涼宮ハルヒ」シリーズも,ようやく最新刊まで追いつきました。4巻目の「消失」を読んだときのテンションだったら,最新刊まで一気読みだっただろうと思うのですが,どうにも「消失」以降はぱっとしない印象が。それでも読み続けているのは,とりあえずはすらすらは読めてしまうってことと,何よりも谷川流氏に対する期待からでしょうか。良作である「憂鬱」と,傑作である「消失」が,まさか偶然に書かれたものとは思えませんもの。谷川氏は力のある作家さんだと思うからこそ,ここまで読み続けてきたわけです。
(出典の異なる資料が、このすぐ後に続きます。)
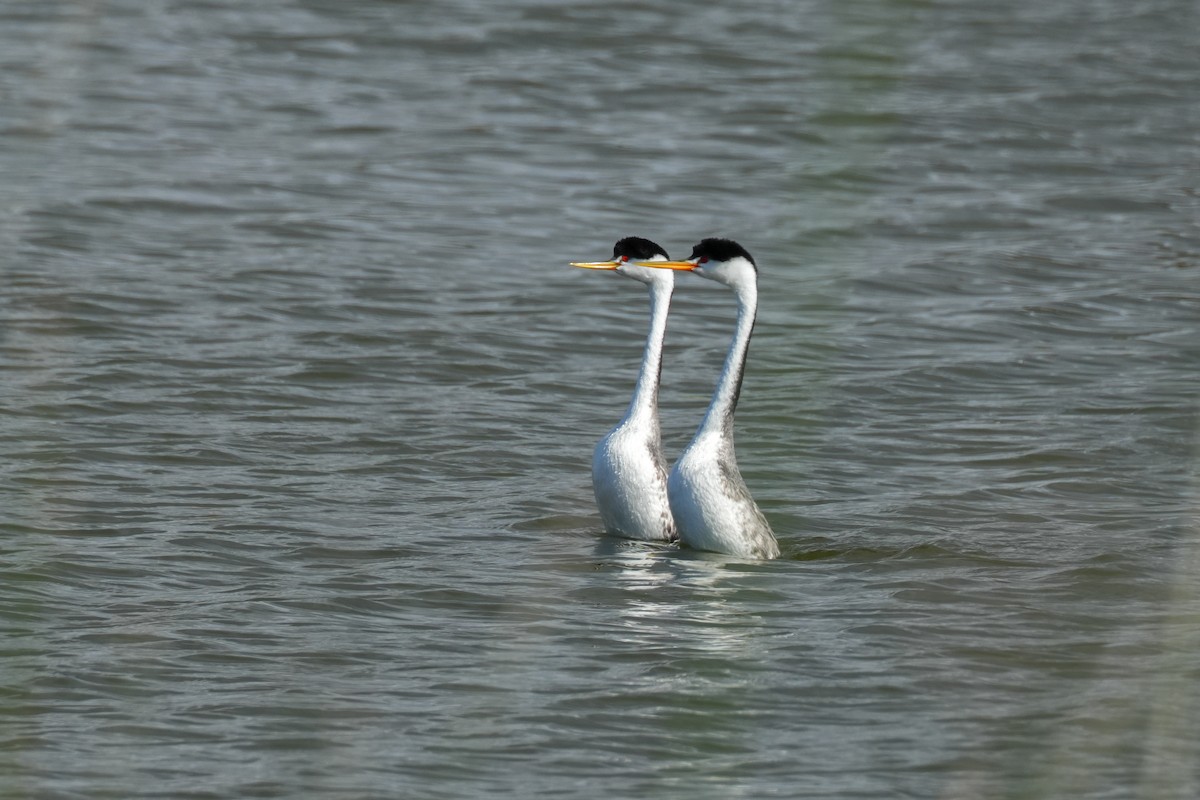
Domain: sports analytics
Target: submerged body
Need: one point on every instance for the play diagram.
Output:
(629, 473)
(712, 506)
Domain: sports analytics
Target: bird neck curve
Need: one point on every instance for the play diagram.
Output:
(645, 404)
(719, 417)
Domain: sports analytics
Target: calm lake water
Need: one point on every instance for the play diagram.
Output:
(299, 397)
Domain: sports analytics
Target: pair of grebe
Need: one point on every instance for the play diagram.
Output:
(702, 501)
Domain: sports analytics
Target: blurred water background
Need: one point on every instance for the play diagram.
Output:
(298, 397)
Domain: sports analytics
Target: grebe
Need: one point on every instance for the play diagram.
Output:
(711, 503)
(629, 473)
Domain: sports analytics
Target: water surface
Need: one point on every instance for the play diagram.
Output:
(299, 396)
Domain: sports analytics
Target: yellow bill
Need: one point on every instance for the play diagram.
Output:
(597, 265)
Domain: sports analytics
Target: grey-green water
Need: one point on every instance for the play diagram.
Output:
(298, 397)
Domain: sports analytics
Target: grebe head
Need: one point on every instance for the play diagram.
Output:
(628, 256)
(717, 259)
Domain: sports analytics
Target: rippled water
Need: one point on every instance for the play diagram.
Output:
(299, 396)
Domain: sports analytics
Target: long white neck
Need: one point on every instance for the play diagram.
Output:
(645, 404)
(725, 400)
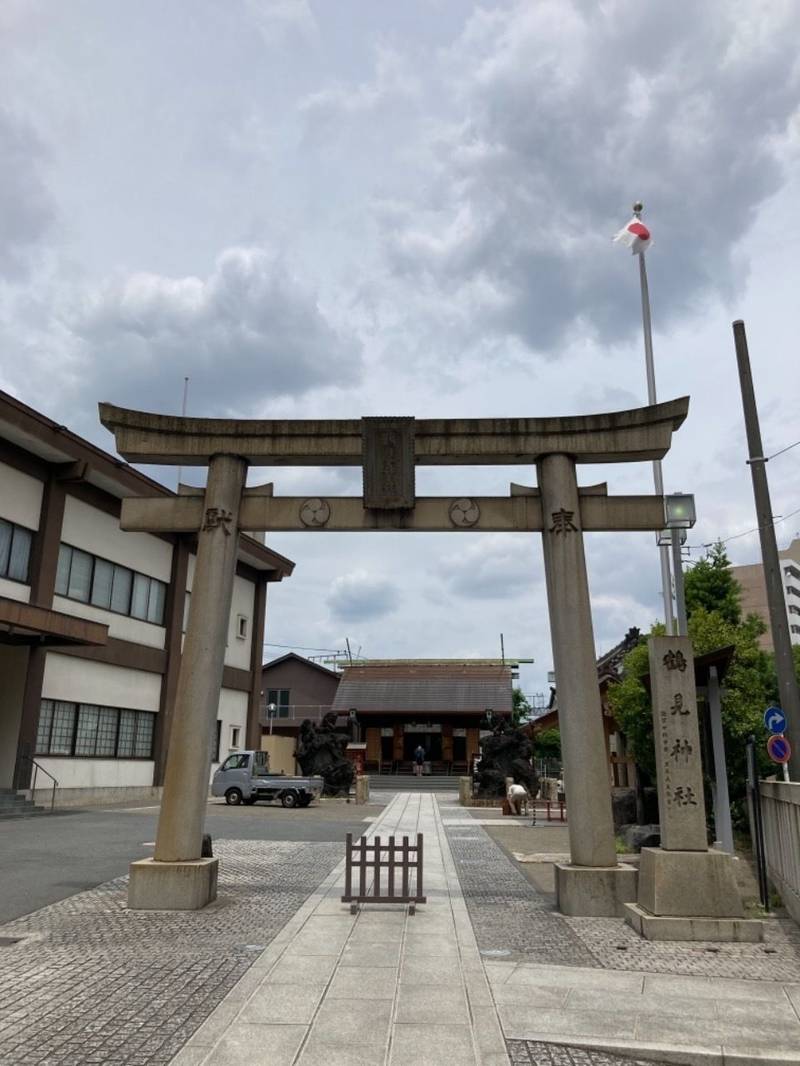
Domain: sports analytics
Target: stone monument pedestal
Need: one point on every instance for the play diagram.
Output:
(172, 886)
(594, 891)
(689, 895)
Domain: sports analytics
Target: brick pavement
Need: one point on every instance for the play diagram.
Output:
(514, 921)
(536, 1053)
(91, 983)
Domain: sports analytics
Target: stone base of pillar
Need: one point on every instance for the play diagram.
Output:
(594, 891)
(720, 930)
(688, 884)
(172, 886)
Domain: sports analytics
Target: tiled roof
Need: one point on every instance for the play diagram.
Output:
(440, 689)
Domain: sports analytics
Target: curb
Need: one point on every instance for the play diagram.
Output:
(712, 1055)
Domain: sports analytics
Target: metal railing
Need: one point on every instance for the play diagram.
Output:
(780, 809)
(36, 768)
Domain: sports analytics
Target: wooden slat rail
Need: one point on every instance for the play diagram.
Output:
(364, 857)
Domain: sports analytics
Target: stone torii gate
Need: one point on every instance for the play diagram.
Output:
(388, 450)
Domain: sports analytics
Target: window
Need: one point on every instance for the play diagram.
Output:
(108, 585)
(236, 762)
(89, 730)
(281, 698)
(15, 551)
(85, 739)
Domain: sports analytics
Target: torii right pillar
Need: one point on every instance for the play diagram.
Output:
(593, 883)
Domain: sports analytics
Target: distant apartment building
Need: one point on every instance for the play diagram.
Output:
(92, 620)
(754, 592)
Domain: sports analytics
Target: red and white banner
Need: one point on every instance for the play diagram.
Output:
(635, 236)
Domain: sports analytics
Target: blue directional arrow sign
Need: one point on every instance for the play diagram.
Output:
(774, 720)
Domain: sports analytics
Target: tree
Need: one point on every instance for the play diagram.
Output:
(521, 709)
(710, 585)
(547, 744)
で,8作目の「憤慨」。「編集長★一直線!」と「ワンダリングシャドウ」の短編二つが収録されているのですが,正直「編集長★一直線!」を読んで,そろそろこのシリーズを追うのはやめようかなぁ…と思ってしまいました。うーん,何が面白いのかさっぱり解らん…。新キャラの登場にしても,「新キャラ出す前に,今までの伏線なんとかしろよなー」という感じですし,学園ドタバタコメディーは私にはちょっと辛いし,何よりも谷川氏にミステリをやらせるなとw SFやらせてなんぼの人だからなぁ。とにかく,「編集長★一直線!」を読んでからこの本は投げてしまってために,再び「ワンダリングシャドウ」を読み始めるまでにしばらく時間が掛かったくらい,これはないだろうという感じでした。
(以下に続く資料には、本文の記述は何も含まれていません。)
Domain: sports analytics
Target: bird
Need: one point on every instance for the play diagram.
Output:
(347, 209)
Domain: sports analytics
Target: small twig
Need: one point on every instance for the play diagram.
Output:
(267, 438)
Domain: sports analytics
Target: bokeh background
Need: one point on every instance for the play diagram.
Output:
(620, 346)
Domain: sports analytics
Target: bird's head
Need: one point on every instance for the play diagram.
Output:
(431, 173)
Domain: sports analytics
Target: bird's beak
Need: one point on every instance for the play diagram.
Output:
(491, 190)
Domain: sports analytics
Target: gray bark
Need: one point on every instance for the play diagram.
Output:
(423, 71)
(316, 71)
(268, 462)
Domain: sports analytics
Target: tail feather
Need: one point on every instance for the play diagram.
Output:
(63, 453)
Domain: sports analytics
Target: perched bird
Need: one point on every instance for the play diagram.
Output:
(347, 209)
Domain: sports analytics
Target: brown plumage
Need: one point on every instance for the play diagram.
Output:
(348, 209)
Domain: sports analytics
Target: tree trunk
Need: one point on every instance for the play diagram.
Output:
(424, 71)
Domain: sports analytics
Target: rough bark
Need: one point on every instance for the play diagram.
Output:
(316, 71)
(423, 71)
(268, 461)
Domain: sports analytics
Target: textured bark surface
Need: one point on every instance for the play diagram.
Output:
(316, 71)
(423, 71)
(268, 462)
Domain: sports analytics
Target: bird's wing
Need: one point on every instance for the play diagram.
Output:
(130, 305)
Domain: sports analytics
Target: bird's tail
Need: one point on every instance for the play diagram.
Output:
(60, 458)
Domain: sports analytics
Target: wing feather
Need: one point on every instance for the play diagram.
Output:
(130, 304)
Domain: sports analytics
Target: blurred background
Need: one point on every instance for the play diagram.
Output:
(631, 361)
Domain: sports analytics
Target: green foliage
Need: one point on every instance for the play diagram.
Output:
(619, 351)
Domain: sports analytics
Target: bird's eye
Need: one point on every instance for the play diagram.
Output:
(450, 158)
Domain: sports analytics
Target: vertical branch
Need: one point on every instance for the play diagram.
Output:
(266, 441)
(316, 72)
さて「ワンダリングシャドウ」のほうですが,こちらはいつもの「頑張れ長門さん」的なパターンですし,SFのネタとしても今までのネタと比較してもそれほど新しい感じはなかったのですが,それなりに楽しめました。「幽霊」という陳腐な概念をいつものパターンにはめたところに,お話の面白さがありましたかね。「暴走」の「エンドレスエイト」もそうですが,このシリーズでの短編SFは,びっくりするようなネタではないし,展開的にもそれほど盛り上がるわけではないけれど,「ビミョーに非日常系」というコンセプトには一番合う感じで,なかなか楽しめます。
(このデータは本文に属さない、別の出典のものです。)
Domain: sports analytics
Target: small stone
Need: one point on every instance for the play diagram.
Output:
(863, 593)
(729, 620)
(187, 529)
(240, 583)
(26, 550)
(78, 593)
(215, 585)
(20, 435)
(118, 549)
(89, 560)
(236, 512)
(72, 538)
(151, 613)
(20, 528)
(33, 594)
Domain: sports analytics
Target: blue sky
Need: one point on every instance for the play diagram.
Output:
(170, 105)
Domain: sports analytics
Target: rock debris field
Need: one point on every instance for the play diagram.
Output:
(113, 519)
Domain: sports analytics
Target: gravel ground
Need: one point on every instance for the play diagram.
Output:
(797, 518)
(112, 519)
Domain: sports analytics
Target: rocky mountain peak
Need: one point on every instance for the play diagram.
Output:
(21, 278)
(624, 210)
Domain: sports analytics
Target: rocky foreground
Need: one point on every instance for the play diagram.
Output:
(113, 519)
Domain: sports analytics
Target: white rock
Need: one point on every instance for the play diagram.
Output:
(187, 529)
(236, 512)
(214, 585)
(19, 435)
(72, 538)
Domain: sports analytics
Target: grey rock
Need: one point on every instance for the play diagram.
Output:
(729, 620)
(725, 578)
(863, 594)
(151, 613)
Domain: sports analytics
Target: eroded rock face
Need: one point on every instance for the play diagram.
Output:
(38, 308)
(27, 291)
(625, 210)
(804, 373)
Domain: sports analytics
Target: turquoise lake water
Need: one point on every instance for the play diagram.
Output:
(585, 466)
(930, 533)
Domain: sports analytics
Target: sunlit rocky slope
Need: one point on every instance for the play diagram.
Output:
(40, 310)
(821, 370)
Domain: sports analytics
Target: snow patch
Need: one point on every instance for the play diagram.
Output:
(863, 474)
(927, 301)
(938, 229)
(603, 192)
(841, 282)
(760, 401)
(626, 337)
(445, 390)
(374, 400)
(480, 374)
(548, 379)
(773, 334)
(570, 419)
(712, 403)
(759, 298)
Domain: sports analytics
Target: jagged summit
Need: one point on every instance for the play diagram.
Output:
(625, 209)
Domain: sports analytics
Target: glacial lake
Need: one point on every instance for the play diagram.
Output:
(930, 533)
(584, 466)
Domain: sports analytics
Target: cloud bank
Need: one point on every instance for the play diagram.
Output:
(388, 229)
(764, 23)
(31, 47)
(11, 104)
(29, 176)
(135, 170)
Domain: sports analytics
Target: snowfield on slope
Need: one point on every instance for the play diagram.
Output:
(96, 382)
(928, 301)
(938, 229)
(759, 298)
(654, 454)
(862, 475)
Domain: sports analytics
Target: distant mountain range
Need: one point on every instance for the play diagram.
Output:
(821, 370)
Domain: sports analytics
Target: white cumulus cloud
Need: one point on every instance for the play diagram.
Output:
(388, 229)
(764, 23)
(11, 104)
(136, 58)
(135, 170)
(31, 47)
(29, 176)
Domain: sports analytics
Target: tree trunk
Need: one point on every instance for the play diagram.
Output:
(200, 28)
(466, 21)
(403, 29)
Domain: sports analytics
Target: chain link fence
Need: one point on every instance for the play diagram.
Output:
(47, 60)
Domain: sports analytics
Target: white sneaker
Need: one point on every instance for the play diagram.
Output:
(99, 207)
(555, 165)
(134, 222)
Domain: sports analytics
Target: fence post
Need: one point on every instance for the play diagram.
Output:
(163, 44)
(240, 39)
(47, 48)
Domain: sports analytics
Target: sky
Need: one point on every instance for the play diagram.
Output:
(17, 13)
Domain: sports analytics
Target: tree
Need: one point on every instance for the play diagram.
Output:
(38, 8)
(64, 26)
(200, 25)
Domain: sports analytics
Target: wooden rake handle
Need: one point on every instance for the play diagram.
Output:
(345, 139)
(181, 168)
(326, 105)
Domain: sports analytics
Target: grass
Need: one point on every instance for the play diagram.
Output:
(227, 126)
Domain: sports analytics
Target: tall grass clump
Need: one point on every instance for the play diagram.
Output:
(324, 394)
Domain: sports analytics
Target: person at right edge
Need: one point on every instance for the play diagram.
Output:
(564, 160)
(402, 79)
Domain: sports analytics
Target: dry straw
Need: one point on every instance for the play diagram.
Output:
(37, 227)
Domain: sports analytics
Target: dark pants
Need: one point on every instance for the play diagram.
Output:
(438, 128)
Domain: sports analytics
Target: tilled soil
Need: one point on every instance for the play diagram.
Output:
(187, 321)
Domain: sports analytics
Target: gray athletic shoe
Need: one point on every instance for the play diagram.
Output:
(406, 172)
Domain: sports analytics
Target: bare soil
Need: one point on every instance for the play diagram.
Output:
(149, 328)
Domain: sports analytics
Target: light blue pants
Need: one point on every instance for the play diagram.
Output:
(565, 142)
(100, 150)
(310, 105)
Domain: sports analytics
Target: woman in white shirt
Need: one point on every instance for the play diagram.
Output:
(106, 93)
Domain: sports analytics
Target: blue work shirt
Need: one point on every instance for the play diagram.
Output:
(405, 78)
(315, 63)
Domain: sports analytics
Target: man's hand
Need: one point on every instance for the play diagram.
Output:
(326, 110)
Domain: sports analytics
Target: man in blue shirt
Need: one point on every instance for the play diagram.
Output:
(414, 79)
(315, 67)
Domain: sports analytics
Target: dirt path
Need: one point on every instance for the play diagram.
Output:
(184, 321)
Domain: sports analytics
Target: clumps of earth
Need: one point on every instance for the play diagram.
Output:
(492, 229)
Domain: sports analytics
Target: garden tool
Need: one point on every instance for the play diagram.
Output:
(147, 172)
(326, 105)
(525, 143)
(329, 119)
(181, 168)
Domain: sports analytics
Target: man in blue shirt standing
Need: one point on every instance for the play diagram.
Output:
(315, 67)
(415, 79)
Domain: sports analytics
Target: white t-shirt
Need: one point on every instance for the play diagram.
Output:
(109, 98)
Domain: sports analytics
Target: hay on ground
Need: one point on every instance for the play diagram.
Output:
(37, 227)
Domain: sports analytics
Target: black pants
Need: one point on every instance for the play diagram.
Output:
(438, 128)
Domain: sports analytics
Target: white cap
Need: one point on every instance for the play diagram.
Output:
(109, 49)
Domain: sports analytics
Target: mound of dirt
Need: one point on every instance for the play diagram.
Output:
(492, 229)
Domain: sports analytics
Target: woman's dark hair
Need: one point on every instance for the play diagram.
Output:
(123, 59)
次に「分裂」…なのですが,これは1冊で完結していないのね。ちゅうわけで,評価は保留。現段階としては,今までこの展開がなかったのが不思議なくらいにまっとうなパターン(ハルヒにライバルにあたる人物が…)ですし,「分裂」がなぜ起きていて,現状がどういう状況なのかについても説明がまったくない状態ですから,続巻への期待は膨らみます。ここでしっかり落としてくれるんなら,まだまだこのシリーズ追いますよ。これであかんからったら…もういいかなぁ,という感じかも。